Expression of TDP-43-ΔNLS mutants led to aggregate formation in neuronal perikarya and neurites. Mouse hippocampal neurons were transfected with WT (A-C) or ΔNLS1 (D-F) TDP-43 constructs. Note the colocalization of TDP-43 and Myc in the nucleus (A-C) and soma (D-F) of neurons. G-I, higher magnification of a neuron expressing ΔNLS1. The merged image (J) shows colocalization of TDP-43 and Myc in the cytoplasm of a transfected neuron. Note the clearing of endogenous nuclear TDP-43 in I. J, high magnification image of axon in F marked by a dotted box. Neuritic accumulations of TDP-43 present in neurons expressing ΔNLS1 (arrows) are similar to neuritic pathology observed in FTLD-U brains (K). K, immunostaining of neuritic pathology (arrowheads) from frontal cortex of a FTLD-U brain. Scale bars, 20 μm.

FIGURE 6.

Expression of Myc-TDP-43-ΔNLS mutants results in the sequestration of ubiquitinated and insoluble endogenous TDP-43. QBI-293 cells 24 h (A), or 72 h (B) post-transfection with empty vector (CTRL), Myc-TDP-43-WT (WT), Myc-TDP-43-ΔNLS1 (ΔNLS1), Myc-TDP-43-ΔNLS2 (ΔNLS2), or Myc-TDP-43-ΔNLS1/2 (ΔNLS1/2) sequentially extracted with RIPA (R) and urea buffer (U). Immunoblotting was conducted with TDP-43 antibody. Myc-TDP-43 (Myc) migrates slower than endogenous TDP-43 (Endo). Over-exposure of the immunoblot demonstrates the presence of a high M_r smear (^**) and C-terminal fragments (^*) in the urea fractions of Myc-TDP-43-NLS mutants in transfected cells. α-Tubulin was used as a loading control. C, immunoblots (IB) of immunoprecipitated (IP) QBI-293 cell lysates cotransfected with empty vector, Myc-TDP-43-WT, or Myc-TDP-43-ΔNLS1/2 and HA-tagged ubiquitin (HA-Ub) in the presence (+LAC) or absence of LAC. Note the presence of the LAC-dependent, ubiquitinated TDP-43 positive high-M_r smear and the TDP-43 C-terminal fragments.

FIGURE 7.

TDP-43 is sequestered as insoluble nuclear inclusions by restricting nuclear export. A-D, immunofluorescence of endogenous TDP-43 (red) alone (A and C) or merged (B and D) with DAPI (blue) in QBI-293 cells treated with DMSO vehicle (CTRL) (A and B) or LMB (+LMB) (C and D).
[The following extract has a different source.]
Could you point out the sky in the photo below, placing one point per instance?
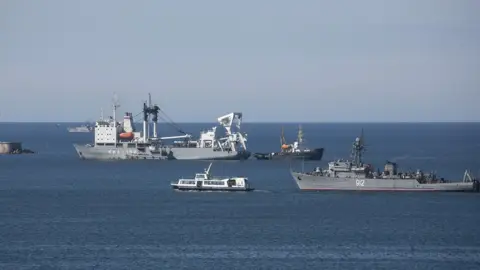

The arrowheads identify punctuate nuclear inclusions in C. E, QBI-293 cells were treated with DMSO vehicle or LMB and were sequentially extracted with RIPA (R) and urea buffer (U). Immunoblotting was conducted with anti-TDP-43 antibody. Glyceraldehyde-3-phosphate dehydrogenase (GAPDH) was used as a loading control. F-K, double labeling with TDP43 (red), Myc (green) antibodies, and DAPI (blue). QBI-293 cells 24 h (F-H) and 72 h (I-K) after transfection with Myc-TDP-43-ΔNES2 (ΔNES2) and merge images (H and K) show colocalization of TDP-43 (red) and Myc (green) in nuclei of transfected cells. Note the presence of punctate inclusions in the nucleus of transfected cells at both 24 and 72 h. Nontransfected cells are marked withanasterisk.LandM, QBI-293 cells 24 h (L) or 72 h (M)post-transfection with empty vector(CTRL), Myc-TDP-43-WT(WT), or Myc-TDP-43-ΔNES2 (ΔNES2) and sequentially extracted with RIPA (R) and urea buffer (U). Immunoblotting was conducted with TDP-43 antibody. Myc-TDP-43 (Myc) migrates slower than endogenous TDP-43 (Endo), and both Myc-TDP-43-ΔNES2 and endogenous TDP-43 were recovered in the RIPA-insoluble and urea-soluble fraction. Glyceraldehyde-3-phosphate dehydrogenase was used as a loading control. Scale bars, 20μm.